Et voilà le tout dernier OS de cette semaine spéciale Shizuo (qui a un peu débordée du coup :p). J'espère qu'il vous plaira ! Je vous souhaite une bonne lecture !


Rêver de cette ville

Shizuo rêvait souvent de cette ville imaginaire. Cette ville où personne ne le connaîtrait et où il pourra enfin marcher tranquillement dans les rues, sans crainte d'être dérangé par des abrutis qui voulaient juste le mettre en colère. Au milieu d'inconnus, Shizuo aurait alors le droit d'être qui il voulait. Il pourrait effacer son passé et repartir sur de nouvelles bases. Et ça, Shizuo le désirait tant.

Certains jours, il s'imaginait même en détails le quotidien qu'il vivrait dans cette nouvelle ville. Il aurait le courage de reprendre ses études. Il trouverait alors un travail qui le passionnerait bien plus. Sa vie serait tellement, mais tellement plus simple. Il apprendrait à être quelqu'un de meilleur. Peut-être même y arriverait-il. Et, là, il serait enfin à la hauteur.

Mais c'était toujours à cet instant que son rêve commençait à s'effriter. Parce qu'il ne savait pas pour qui il serait enfin à la hauteur. Après tout, dans cette ville lointaine et paisible, il serait seul. Complètement seul.

Il n'y aurait pas de motarde sans tête toujours prête à l'écouter et à compatir, sans jamais le juger.

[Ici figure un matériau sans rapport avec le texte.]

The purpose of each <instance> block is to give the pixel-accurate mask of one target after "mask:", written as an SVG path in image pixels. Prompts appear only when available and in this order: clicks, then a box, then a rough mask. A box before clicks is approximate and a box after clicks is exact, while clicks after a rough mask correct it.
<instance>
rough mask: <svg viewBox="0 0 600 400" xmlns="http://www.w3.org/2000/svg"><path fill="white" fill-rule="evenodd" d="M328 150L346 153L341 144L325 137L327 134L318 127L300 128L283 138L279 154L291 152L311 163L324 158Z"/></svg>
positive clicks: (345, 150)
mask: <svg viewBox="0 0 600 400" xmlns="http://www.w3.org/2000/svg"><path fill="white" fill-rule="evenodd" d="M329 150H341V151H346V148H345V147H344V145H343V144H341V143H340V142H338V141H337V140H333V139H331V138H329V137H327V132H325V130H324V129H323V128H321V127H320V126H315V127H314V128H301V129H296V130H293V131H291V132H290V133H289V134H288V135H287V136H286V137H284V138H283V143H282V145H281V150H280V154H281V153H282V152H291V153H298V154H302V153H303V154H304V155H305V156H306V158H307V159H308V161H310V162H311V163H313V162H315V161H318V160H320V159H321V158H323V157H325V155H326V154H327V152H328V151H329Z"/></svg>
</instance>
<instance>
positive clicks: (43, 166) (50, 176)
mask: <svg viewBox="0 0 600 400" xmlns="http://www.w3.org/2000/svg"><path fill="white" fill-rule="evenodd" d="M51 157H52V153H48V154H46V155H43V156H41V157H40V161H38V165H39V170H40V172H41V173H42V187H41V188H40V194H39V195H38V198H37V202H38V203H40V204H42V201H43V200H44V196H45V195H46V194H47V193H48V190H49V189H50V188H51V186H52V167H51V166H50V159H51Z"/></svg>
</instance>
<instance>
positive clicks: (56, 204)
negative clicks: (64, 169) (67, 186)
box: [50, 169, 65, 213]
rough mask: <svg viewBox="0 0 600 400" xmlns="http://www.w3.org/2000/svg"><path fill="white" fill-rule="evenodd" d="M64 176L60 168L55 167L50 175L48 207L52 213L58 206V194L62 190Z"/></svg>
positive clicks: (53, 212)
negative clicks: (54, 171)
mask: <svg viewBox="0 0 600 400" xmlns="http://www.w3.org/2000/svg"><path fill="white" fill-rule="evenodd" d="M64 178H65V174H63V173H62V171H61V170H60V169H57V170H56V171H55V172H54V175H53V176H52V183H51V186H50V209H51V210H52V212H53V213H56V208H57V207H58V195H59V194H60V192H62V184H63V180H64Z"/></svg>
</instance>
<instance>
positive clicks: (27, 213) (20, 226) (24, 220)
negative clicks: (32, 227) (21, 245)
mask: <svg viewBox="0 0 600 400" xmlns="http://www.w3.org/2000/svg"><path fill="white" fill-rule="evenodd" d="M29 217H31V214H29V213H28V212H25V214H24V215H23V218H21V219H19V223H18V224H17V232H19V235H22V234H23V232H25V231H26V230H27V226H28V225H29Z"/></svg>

Pas de médecin cinglé qui voulait faire des expériences sur lui pour tester l'étendue de sa force surhumaine.

Pas non plus de patron compréhensif qui faisait tout pour l'aider.

Et encore moins d'informateur malfaisant qui refusait de le laisser tranquille.

S'il voulait repartir à zéro, aucun d'eux ne devait être là. Et, autant ils l'avaient tous profondément énervé à un moment donné (certains plus que d'autres, d'ailleurs), autant Shizuo avait du mal à imaginer sa vie sans eux. Ils faisaient partie de son entourage. Ils tenaient à lui, malgré ses défauts. D'une façon étrange pour le médecin, d'une manière malsaine pour l'informateur. Mais ils tenaient quand même à lui. Il avait beau relâcher toute sa violence devant eux – sur eux – ils ne le laissaient jamais tomber.

Dans cette ville, en revanche, il ne serait qu'un homme parmi tant d'autres. En paix, oui, mais seul et incompris. Parfois, il se demandait si ça en valait la peine. Si pour être tranquille, il pouvait sacrifier les seules relations qu'il avait réussi à créer de toute sa vie. Quand il y réfléchissait, il imaginait toujours la réaction qu'aurait son entourage s'il venait à les quitter.

Celty lui dirait de suivre son cœur.

Shinra le saluerait simplement, avant de se détourner de lui.

Tom tenterait de l'encourager, ne voulant que son bien.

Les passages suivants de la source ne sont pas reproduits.